Und in unserem Sonnensystem?

Viele neue Objekte werden sichtbar. Rubin eignet sich hervorragend für die Erfassung unseres Sonnensystems und wird uns Millionen neuer Asteroiden und Kometen zeigen.

Was sagen uns die ersten veröffentlichten Bilder?

Es gibt ein Bild des Trifid- und des Lagunennebels. Es handelt sich um Sternentstehungsgebiete. Das Bild besteht aus über 600 Einzelbildern, die nach etwas mehr als sieben Stunden Belichtungszeit entstanden sind. Die Auflösung ist wirklich außergewöhnlich. Man erkennt Details wie Filamente, die bisher zu schwach waren, um sie zu beobachten. Es ist wunderschön. Außerdem gibt es den Virgo-Haufen, Spiralgalaxien, verschmelzende Galaxien, viele Galaxien im Hintergrund und Sterne unserer Galaxie.

Stimmt es, dass das neue Teleskop auch eine Art Wächter sein wird?
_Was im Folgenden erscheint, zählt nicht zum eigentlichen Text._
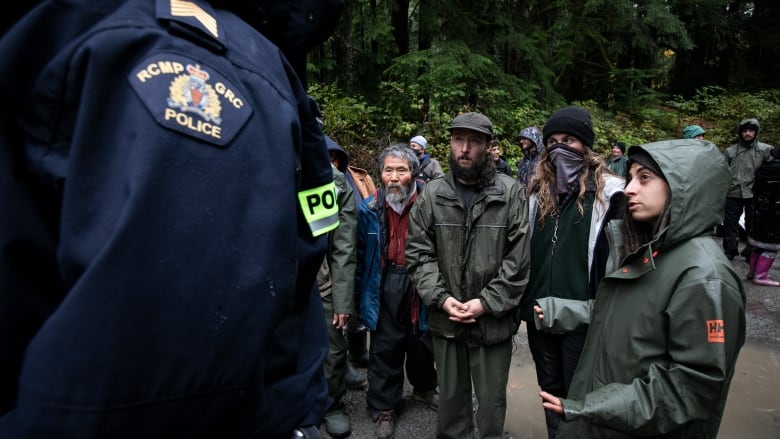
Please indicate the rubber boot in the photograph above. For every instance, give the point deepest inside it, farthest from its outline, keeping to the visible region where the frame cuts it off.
(752, 264)
(357, 346)
(762, 272)
(337, 422)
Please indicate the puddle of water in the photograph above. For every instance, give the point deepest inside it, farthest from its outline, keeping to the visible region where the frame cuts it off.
(752, 408)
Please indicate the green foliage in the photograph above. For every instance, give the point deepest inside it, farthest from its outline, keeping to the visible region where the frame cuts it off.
(364, 130)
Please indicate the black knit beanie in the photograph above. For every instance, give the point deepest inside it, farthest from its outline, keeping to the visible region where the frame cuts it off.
(571, 120)
(638, 155)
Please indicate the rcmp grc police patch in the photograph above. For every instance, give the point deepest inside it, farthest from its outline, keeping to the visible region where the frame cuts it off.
(190, 97)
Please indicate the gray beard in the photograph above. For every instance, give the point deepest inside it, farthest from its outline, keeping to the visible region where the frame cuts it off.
(398, 200)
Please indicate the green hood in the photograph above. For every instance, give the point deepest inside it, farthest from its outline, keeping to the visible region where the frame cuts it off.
(699, 180)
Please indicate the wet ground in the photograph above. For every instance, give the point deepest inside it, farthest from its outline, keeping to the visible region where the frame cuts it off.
(752, 409)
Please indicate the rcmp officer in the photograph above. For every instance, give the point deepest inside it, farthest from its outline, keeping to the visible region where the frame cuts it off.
(166, 192)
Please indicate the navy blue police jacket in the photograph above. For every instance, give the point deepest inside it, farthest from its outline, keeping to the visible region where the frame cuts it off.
(162, 178)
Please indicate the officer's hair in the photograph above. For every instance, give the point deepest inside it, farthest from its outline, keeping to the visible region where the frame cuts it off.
(403, 152)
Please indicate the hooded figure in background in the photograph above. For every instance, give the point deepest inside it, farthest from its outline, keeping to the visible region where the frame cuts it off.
(743, 158)
(430, 168)
(764, 237)
(694, 132)
(530, 140)
(146, 289)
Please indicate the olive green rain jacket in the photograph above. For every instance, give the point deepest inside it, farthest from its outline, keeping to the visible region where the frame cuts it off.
(480, 252)
(337, 272)
(668, 323)
(743, 160)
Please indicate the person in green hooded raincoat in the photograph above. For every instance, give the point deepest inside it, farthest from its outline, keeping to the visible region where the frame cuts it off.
(668, 320)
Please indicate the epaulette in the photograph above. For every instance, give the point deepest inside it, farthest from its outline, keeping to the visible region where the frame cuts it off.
(191, 15)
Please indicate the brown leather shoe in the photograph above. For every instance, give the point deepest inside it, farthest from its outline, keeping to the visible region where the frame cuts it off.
(385, 424)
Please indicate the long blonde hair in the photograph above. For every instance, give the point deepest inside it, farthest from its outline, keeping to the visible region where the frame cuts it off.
(543, 183)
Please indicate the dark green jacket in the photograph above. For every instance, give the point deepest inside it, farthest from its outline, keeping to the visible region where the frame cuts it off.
(743, 160)
(668, 322)
(480, 252)
(337, 272)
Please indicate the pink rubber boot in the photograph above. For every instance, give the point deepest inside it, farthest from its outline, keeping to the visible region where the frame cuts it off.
(752, 262)
(762, 272)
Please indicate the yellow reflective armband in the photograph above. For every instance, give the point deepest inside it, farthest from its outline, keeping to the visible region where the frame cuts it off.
(320, 208)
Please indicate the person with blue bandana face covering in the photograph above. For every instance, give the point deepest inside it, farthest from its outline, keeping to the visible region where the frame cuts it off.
(167, 195)
(572, 197)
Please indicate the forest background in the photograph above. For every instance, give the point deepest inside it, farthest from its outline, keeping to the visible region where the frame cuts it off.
(644, 69)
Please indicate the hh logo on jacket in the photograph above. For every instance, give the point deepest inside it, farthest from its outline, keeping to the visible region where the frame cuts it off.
(715, 331)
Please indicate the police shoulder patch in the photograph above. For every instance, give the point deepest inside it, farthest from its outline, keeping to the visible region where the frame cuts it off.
(190, 97)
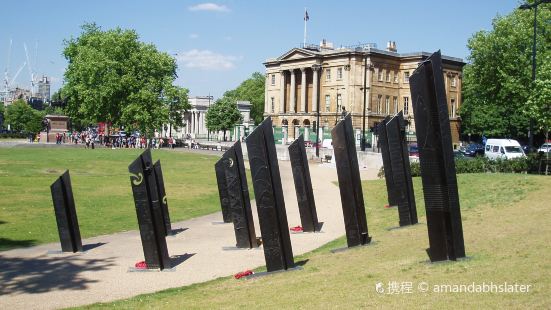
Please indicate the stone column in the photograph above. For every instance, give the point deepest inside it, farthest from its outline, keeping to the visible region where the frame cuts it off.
(293, 98)
(315, 89)
(282, 92)
(303, 91)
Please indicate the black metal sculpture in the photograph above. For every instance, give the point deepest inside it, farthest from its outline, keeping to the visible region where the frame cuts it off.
(149, 212)
(65, 214)
(159, 181)
(350, 185)
(269, 198)
(303, 186)
(238, 196)
(220, 168)
(401, 170)
(387, 166)
(437, 162)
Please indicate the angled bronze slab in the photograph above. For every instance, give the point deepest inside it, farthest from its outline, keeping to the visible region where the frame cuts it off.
(303, 186)
(387, 166)
(437, 162)
(269, 198)
(401, 170)
(220, 170)
(350, 185)
(148, 210)
(65, 214)
(238, 196)
(159, 181)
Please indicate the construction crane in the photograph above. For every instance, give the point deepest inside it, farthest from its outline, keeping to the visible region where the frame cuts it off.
(29, 66)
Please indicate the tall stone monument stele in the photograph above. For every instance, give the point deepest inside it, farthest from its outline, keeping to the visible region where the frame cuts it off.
(434, 140)
(65, 214)
(350, 184)
(303, 186)
(269, 198)
(232, 169)
(149, 212)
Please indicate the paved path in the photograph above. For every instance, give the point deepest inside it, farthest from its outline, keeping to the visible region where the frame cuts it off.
(33, 279)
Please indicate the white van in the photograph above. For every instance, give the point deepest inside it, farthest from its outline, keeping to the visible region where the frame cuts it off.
(503, 148)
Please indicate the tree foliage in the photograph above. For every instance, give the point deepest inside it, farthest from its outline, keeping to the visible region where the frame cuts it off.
(223, 115)
(113, 77)
(498, 94)
(22, 117)
(252, 90)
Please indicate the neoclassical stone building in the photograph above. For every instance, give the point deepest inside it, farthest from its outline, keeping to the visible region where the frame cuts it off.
(297, 79)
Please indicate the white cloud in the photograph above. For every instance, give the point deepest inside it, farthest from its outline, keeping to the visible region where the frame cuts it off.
(206, 60)
(209, 6)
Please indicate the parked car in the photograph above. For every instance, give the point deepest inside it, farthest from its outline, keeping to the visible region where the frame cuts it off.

Wenn sich etwas ändert, wird eine Warnung an die Welt gesendet. Dadurch können wir eine ganze Kette sogenannter Beobachtungsnachverfolgungen in Gang setzen und mit anderen Instrumenten die physikalischen Prozesse aus allen Blickwinkeln charakterisieren.

Was passiert, wenn ein Alarm ausgelöst wird?

Wenn ein Bild aufgenommen wird, das einen Unterschied aufweist, beispielsweise bei Supernovas oder sich bewegenden Objekten wie Asteroiden, jungen Sternen, die ihre Helligkeit durch Eruptionen stark erhöht haben, oder veränderlichen Sternen, wird innerhalb von 60 Sekunden eine Warnung an die ganze Welt gesendet. Bei 20 Terabyte sprechen wir von 10 Millionen Warnungen pro Nacht. Wenn eine dieser Warnungen für eine bestimmte wissenschaftliche Gemeinschaft, eine Arbeitsgruppe, von Interesse ist, werden sie über sogenannte Broker verteilt.

So können andere Wissenschaftler ihre Teleskope ausrichten und untersuchen, was Vera Rubin ihnen zeigt.

Geschwindigkeit ist eine entscheidende Stärke. Ich denke zum Beispiel an Felder wie Kilonovae, bei denen die Nachverfolgung schnell erfolgen muss, um den Höhepunkt der Objektvariation nicht zu verpassen, insbesondere wenn es sich um sogenannte „seltene Transienten“ handelt.

Welche Rolle spielt Italien in diesem Programm?

Neben dem Observatorium, dem Rubin-Projekt, das von Amerikanern in Chile gebaut wurde, gibt es noch zwei weitere sehr wichtige Teile: zum einen die Lsst Discovery Alliance, eine internationale Organisation aller Mitgliedsinstitute weltweit, für Italien das Inaf. Und dann die wissenschaftlichen Kooperationen, Organisationen von Wissenschaftlergemeinschaften weltweit, die sich mit der Optimierung der Beobachtungsstrategie befassen, um ein Teleskop mit diesen Möglichkeiten auszuschöpfen; wir nennen es In-Kind-Projekte, um Zugang zu den Daten zu erhalten im Austausch für unsere Fähigkeiten bei der Entwicklung von Software zur Datenanalyse oder die Nutzung von Inaf-Teleskopen oder internationalen Datenzentren. Dem Inaf kommt dabei eine wichtige Rolle zu, insbesondere Massimo Brescia von der Universität Neapel und Claudia Raiteri vom Turiner Observatorium, die die Beiträge der Inaf-Forscher verwalten.

Von diesem Teleskop werden große Erwartungen ausgehen.

Meiner Meinung nach ist es eine großartige Investition für die neuen Generationen. Ich habe vor Jahren in Ruby investiert, als ich noch unsicher war. Ein internationales Projekt wie dieses ist eine echte Gemeinschaftsleistung mit interdisziplinären Techniken. Es wird uns ermöglichen, unser Universum noch besser zu verstehen und Fragen zu beantworten, von denen wir noch nicht wissen, dass wir sie uns stellen sollten. Und es wird eine große Inspiration für Studierende sein, die sich jetzt für eine wissenschaftliche Laufbahn entscheiden.